Cierran familias desplazadas la FGE en Ayutla e impiden que se lleven a un detenido
Belén Díaz Pérez, denunció que fue detenido Plutarco Santana, a quien acusan de los delitos de secuestro y homicidio en agravio del empresario Homero Montúfar ocurrido hace más de 15 años en el municipio de Coyuca de Catalán
Jesús Guerrero. Chilpancingo, 4 de febrero 2026
Familias desplazadas por la violencia cerraron las oficinas de la Fiscalía General del Estado (FGE) de Ayutla de los Libres para impedir el traslado de uno de sus parientes a quien, aseguran, lo están acusando de dos delitos graves que cuando ocurrieron él tenía 11 años de edad.
Los manifestantes que desde el 2012 viven en las comunidades de Tepango y La Unión, del municipio de Ayutla, donde fueron llevados por el gobierno por la situación de violencia que vivían en La Laguna, del municipio de Coyuca de Catalán, denunciaron que a las 8 de la mañana de este miércoles agentes de la Policía Ministerial detuvieron a Plutarco Santana Mederos, cuando se dirigía a su trabajo en una carpintería en Ayutla.
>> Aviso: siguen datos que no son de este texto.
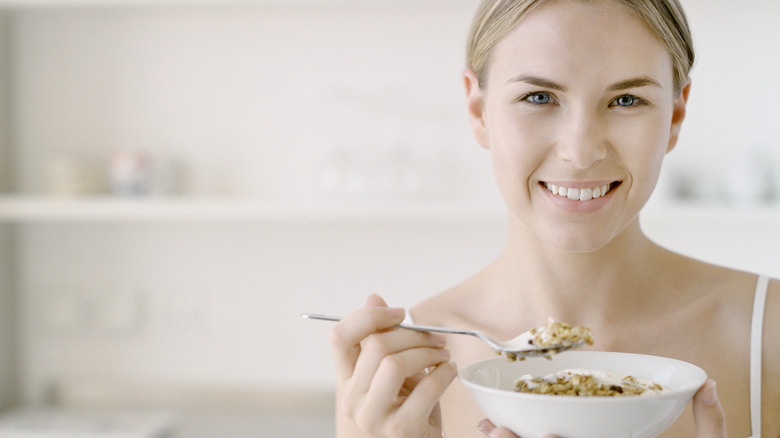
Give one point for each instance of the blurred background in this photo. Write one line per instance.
(180, 180)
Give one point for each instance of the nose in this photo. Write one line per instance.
(582, 142)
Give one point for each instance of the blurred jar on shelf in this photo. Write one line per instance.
(134, 173)
(70, 173)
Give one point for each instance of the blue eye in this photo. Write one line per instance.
(539, 98)
(628, 101)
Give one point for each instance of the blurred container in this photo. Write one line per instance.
(135, 173)
(72, 174)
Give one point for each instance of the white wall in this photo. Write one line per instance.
(7, 323)
(260, 101)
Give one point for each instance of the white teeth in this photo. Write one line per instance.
(578, 194)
“Yo no puedo hacer nada, dejen hablar para ver que puedo hacer”, les decía detrás de una ventana de una puerta un agente de la FGE a los manifestantes.
“Aquí vamos a estar el tiempo que sea necesario hasta que nos entreguen a nuestro compañero que fue detenido en forma ilegal ya que él no cometió ningún delito”, se escuchó la voz de una mujer durante la protesta.
En entrevista telefónica, Belén Díaz Pérez, señaló que a Plutarco Santana lo acusan de los delitos de secuestro y homicidio en agravio del empresario Homero Montúfar ocurrido hace más de 15 años en el municipio de Coyuca de Catalán.
“Plutarco Santana era un niño pues tenía 11 años de edad cuando ocurrieron esos hechos y era imposible que él anduviera con un arma”, dijo Belén Díaz.
La mujer dijo que no quieren que Plutarco Santana sea llevado a un reclusorio porque lo pueden matar los mismos internos como ocurrió con su primo hermano, Joel Santana Villa, quien fue detenido en octubre del 2011 también por delitos que no cometió y en diciembre de ese mismo año fue envenenado en el penal de Iguala.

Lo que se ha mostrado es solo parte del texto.